Quick Links

Re: Removing unneeded self joins

From:	Alexander Kuzmenkov <a(dot)kuzmenkov(at)postgrespro(dot)ru>
To:	David Rowley <david(dot)rowley(at)2ndquadrant(dot)com>
Cc:	PostgreSQL-development <pgsql-hackers(at)postgresql(dot)org>
Subject:	Re: Removing unneeded self joins
Date:	2018-11-21 12:54:20
Message-ID:	23f6cf6d-32ca-faa2-f4ec-da690ba42482@postgrespro.ru
Views:	Whole Thread \| Raw Message \| Download mbox \| Resend email
Thread:
Lists:	pgsql-hackers

El 08/11/18 a las 08:59, David Rowley escribió:
> On 19 October 2018 at 01:47, Alexander Kuzmenkov
> <a(dot)kuzmenkov(at)postgrespro(dot)ru> wrote:
>> Here is a version that compiles.
> I had a quick read through this and I think its missing about a 1-page
> comment section detailing when we can and when we cannot remove these
> self joins, and what measures we must take when we do remove them.

I added some explanation to the comment for remove_useless_joins.
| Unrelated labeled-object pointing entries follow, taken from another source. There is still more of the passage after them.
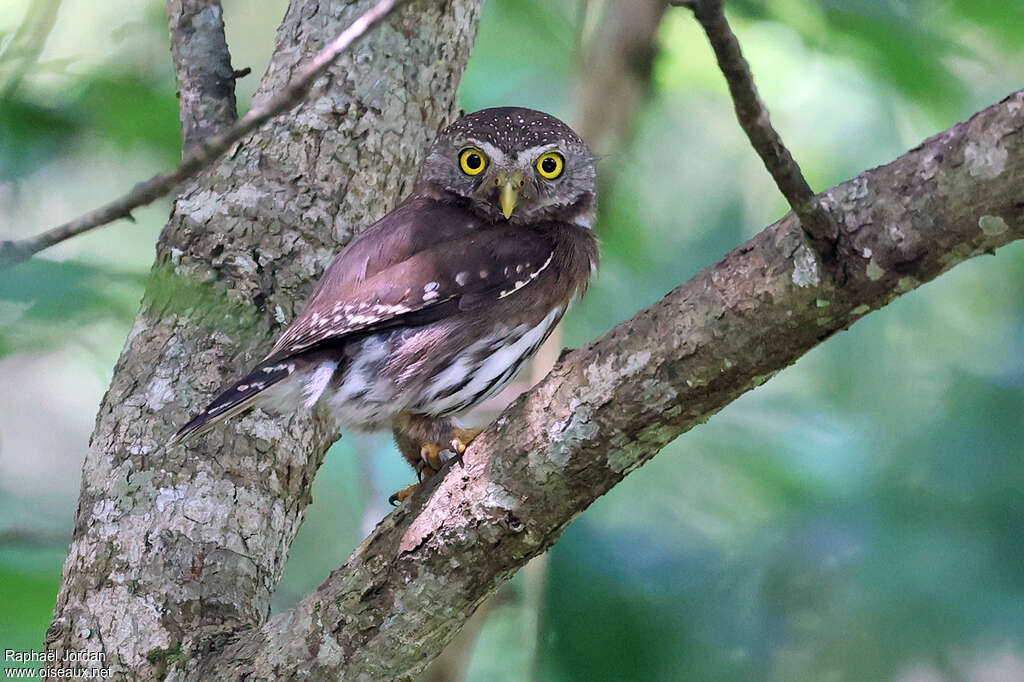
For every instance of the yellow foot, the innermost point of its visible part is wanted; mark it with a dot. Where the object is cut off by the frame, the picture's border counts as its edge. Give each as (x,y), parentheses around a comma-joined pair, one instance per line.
(461,438)
(401,495)
(434,456)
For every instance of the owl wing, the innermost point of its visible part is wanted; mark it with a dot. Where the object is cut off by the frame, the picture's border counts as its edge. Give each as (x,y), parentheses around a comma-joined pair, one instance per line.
(418,264)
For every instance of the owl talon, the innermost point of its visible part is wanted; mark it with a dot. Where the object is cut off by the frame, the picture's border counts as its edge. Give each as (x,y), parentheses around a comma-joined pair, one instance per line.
(402,495)
(461,441)
(431,456)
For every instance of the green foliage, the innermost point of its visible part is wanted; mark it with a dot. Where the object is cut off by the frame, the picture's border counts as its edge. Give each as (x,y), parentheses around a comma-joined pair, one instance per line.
(45,303)
(857,517)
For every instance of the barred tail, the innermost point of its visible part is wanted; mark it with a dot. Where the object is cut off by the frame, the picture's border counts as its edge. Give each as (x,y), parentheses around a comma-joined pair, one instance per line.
(239,397)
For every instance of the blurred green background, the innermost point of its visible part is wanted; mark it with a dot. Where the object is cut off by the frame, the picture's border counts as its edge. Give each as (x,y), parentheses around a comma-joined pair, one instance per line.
(859,517)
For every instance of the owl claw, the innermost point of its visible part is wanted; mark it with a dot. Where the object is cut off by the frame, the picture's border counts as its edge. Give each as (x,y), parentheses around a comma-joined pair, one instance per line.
(434,456)
(401,495)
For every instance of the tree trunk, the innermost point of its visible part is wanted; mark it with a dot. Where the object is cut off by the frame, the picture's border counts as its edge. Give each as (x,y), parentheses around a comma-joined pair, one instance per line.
(176,553)
(172,548)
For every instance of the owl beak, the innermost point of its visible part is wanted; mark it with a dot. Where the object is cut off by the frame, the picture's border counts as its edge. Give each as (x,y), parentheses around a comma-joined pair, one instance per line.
(510,185)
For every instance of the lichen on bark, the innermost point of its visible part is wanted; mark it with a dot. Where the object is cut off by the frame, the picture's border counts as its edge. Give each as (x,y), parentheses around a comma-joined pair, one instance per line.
(175,548)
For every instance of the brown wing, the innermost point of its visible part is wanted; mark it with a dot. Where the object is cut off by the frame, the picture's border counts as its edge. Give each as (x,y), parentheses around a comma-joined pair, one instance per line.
(421,262)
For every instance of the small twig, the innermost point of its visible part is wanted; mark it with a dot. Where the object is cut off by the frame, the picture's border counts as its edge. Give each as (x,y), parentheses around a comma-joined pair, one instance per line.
(203,68)
(754,119)
(12,252)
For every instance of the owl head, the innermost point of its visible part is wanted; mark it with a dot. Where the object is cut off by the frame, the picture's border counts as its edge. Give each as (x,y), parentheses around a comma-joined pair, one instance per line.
(513,164)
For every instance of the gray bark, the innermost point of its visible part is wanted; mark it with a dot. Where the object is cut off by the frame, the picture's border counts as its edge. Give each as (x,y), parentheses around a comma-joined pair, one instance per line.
(173,548)
(175,554)
(203,69)
(611,406)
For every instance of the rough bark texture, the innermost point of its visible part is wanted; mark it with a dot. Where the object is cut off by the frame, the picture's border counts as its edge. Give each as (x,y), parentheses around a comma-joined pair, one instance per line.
(203,67)
(609,407)
(173,548)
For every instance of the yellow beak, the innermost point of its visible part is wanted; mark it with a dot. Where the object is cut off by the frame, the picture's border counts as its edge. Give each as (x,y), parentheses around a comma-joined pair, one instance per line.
(510,193)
This
is probably still not clear enough, so if you have any particular
questions I'll cover them too. While improving the comments, I found
some bugs around the handling of join clauses and broken ECs, so I fixed
them and added the tests.

> Apart from that, I noted the following during my read:
>
> 1. I don't think this is the right way to do this. There are other
> places where we alter the varnoold. For example:
> search_indexed_tlist_for_var(). So you should likely be doing that too
> rather than working around it.

Fixed.

> 2. Surely the following loop is incorrect:
>
> for (i = toKeep->min_attr; i <= toKeep->max_attr; i++)
> {
> int attno = i - toKeep->min_attr;
> toKeep->attr_needed[attno] = bms_add_members(toKeep->attr_needed[attno],
> toRemove->attr_needed[attno]);
> }
>
> What if toRemove has a lower min_attr or higher max_attr?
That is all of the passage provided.